Well—it had to be spoken! "Did Mrs. Amherst receive my telephone message?"
"Yes, sir. I gave it to her myself."
It occurred confusedly to Amherst that a well-bred man—as Lynbrook understood the phrase—would, at this point, have made some tardy feint of being in his wife's confidence, of having, on second thoughts, no reason to be surprised at her departure. It was humiliating, he supposed, to be thus laying bare his discomfiture to his dependents—he could see that even Knowles was affected by the manifest impropriety of the situation—but no pretext presented itself to his mind, and after another interval of silence he turned slowly toward the door of the smoking-room.
"My letters are here, I suppose?" he paused on the threshold to enquire; and on the butler's answering in the affirmative, he said to himself, with a last effort to suspend his judgment: "She has left a line—there will be some explanation——"
But there was nothing—neither word nor message; nothing but the reverberating retort of her departure in the face of his return—her flight to Blanche Carbury as the final answer to his final appeal.
XXIII
Justine was coming back to Lynbrook. She had been, after all, unable to stay out the ten days of her visit: the undefinable sense of being needed, so often the determining motive of her actions, drew her back to Long Island at the end of the week. She had received no word from Amherst or Bessy; only Cicely had told her, in a big round hand, that mother had been away three days, and that it had been very lonely, and that the housekeeper's cat had kittens, and she was to have one; and were kittens christened, or how did they get their names?—because she wanted to call hers Justine; and she had found in her book a bird like the one father had shown them in the swamp; and they were not alone now, because the Telfers were there, and they had all been out sleighing; but it would be much nicer when Justine came back....

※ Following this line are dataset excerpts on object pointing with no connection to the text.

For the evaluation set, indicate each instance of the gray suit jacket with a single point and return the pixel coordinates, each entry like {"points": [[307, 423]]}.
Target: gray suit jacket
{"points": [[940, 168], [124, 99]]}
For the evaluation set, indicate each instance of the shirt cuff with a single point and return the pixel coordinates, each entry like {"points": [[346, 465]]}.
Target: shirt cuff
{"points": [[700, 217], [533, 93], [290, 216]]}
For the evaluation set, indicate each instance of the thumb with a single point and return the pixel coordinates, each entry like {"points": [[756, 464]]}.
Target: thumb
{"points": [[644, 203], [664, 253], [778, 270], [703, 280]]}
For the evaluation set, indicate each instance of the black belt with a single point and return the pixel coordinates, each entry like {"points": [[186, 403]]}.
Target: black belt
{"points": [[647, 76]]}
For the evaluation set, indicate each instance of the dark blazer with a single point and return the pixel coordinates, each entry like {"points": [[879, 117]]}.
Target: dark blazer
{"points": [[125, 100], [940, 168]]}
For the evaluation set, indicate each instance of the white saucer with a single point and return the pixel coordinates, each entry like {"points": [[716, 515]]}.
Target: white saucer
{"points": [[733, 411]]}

It was as difficult to extract any sequence of facts from Cicely's letter as from an early chronicle. She made no reference to Amherst's return, which was odd, since she was fond of her step-father, yet not significant, since the fact of his arrival might have been crowded out by the birth of the kittens, or some incident equally prominent in her perspectiveless grouping of events; nor did she name the date of her mother's departure, so that Justine could not guess whether it had been contingent on Amherst's return, or wholly unconnected with it. What puzzled her most was Bessy's own silence—yet that too, in a sense, was reassuring, for Bessy thought of others chiefly when it was painful to think of herself, and her not writing implied that she had felt no present need of her friend's sympathy.
Justine did not expect to find Amherst at Lynbrook. She had felt convinced, when they parted, that he would persist in his plan of going south; and the fact that the Telfer girls were again in possession made it seem probable that he had already left. Under the circumstances, Justine thought the separation advisable; but she was eager to be assured that it had been effected amicably, and without open affront to Bessy's pride.